Por Juan Mattheus Costa

A forma mais eficaz de prevenção da febre amarela é por meio da vacina, que para chegar ao modelo atual passou por diversas pesquisas, que iniciaram com uma simples questão: qual o agente causador da doença? De acordo com o professor do Programa de Pós-Graduação em História das Ciências e da Saúde da Casa de Oswaldo Cruz, Jaime Larry Benchimol, autor de Febre amarela a doença e a vacina, uma história inacabada, diversos médicos e cientistas, entre os séculos XIX e XX, debruçaram-se sobre a questão.

Benchimol cita nomes que contribuíram para as pesquisas da vacina, como o catedrático de química orgânica na Faculdade de Medicina do Rio de Janeiro, Domingos José Freire, que criou a primeira vacina no Brasil, ao usar injeções de salicilato de sódio, um anti-séptico e antipirético, que ganhou reconhecimento internacional; e do médico João Batista de Lacerda, famoso por ter seus estudos usados para a formulação do soro antiofídico e teorizado que a febre amarela era causada por um fungo.

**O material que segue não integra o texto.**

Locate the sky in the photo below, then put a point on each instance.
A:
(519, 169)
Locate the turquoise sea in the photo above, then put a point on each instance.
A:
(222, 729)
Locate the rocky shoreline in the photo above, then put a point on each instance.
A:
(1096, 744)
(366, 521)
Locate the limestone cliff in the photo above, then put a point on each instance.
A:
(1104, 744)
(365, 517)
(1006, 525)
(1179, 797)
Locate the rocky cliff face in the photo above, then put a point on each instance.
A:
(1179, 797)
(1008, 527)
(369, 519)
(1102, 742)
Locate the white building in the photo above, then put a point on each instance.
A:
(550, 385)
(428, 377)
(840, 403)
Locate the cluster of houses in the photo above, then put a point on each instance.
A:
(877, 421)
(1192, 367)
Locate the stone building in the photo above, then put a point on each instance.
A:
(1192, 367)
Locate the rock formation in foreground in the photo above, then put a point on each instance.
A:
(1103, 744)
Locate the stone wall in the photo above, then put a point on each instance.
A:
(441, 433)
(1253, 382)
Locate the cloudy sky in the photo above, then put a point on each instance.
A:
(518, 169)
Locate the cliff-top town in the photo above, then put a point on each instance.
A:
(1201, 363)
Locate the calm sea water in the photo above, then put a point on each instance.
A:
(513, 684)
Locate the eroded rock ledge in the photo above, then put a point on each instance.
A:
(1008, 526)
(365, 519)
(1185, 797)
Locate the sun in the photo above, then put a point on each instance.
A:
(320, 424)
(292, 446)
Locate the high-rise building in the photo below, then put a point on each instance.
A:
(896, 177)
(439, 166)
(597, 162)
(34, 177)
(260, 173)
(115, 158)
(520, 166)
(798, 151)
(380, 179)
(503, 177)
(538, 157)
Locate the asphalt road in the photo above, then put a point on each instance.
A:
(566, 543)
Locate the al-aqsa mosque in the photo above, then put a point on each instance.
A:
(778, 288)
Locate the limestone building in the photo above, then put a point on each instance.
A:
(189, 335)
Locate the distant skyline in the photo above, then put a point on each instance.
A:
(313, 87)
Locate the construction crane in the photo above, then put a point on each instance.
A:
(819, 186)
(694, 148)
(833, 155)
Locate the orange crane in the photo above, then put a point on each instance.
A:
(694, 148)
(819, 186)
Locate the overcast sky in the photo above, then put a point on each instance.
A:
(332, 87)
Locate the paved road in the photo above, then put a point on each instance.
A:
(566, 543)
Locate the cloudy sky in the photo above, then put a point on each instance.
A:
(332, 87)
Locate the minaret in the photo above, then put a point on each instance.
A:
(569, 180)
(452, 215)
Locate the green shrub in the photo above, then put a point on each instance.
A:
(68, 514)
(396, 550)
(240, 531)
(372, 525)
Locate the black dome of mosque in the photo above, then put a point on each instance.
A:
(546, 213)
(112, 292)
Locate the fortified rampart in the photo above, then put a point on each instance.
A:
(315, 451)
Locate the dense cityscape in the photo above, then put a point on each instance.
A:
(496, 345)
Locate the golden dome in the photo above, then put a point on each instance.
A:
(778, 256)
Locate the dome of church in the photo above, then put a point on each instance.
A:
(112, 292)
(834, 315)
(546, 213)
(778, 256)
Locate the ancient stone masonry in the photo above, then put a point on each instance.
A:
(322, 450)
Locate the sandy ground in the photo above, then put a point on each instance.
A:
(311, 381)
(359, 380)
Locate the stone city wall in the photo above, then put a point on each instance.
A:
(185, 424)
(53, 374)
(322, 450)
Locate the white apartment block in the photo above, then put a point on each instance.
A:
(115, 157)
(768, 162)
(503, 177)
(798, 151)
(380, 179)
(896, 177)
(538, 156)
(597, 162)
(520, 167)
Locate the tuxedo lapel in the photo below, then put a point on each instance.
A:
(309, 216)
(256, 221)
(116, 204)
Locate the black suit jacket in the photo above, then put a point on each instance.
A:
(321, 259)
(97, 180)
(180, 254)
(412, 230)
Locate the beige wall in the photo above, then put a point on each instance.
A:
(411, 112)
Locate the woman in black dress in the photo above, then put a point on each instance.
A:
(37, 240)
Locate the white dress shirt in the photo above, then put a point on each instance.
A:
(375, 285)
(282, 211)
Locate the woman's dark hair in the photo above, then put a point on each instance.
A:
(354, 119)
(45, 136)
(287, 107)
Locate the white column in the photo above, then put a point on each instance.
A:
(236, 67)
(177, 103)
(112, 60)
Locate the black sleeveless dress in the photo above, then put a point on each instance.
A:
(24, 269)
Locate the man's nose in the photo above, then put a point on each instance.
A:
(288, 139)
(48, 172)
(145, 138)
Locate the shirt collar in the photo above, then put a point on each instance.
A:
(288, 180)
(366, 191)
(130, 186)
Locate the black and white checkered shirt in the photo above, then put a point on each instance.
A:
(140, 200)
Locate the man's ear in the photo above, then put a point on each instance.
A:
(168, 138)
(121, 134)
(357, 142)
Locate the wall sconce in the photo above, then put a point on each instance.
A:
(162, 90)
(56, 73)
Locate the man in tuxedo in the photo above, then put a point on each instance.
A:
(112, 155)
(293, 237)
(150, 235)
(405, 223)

Outros nomes que marcaram a pesquisa sobre a febre amarela foram Francisco Fajardo, Eduardo Chapot Prévost, Carlos Seidl e Oswaldo Cruz.

“As controvérsias a respeito do germe e do germicida envolveram médicos convencidos de que a febre amarela era produto de miasmas, de algum outro envenenamento químico ou, ainda, de fermentos inanimados; alopatas e homeopatas que propunham tratamentos rivais; doentes que os endossavam ou criticavam; e cronistas que escreviam com muito humor sobre as experiências feitas pelos médicos na capital brasileira”, conta o professor.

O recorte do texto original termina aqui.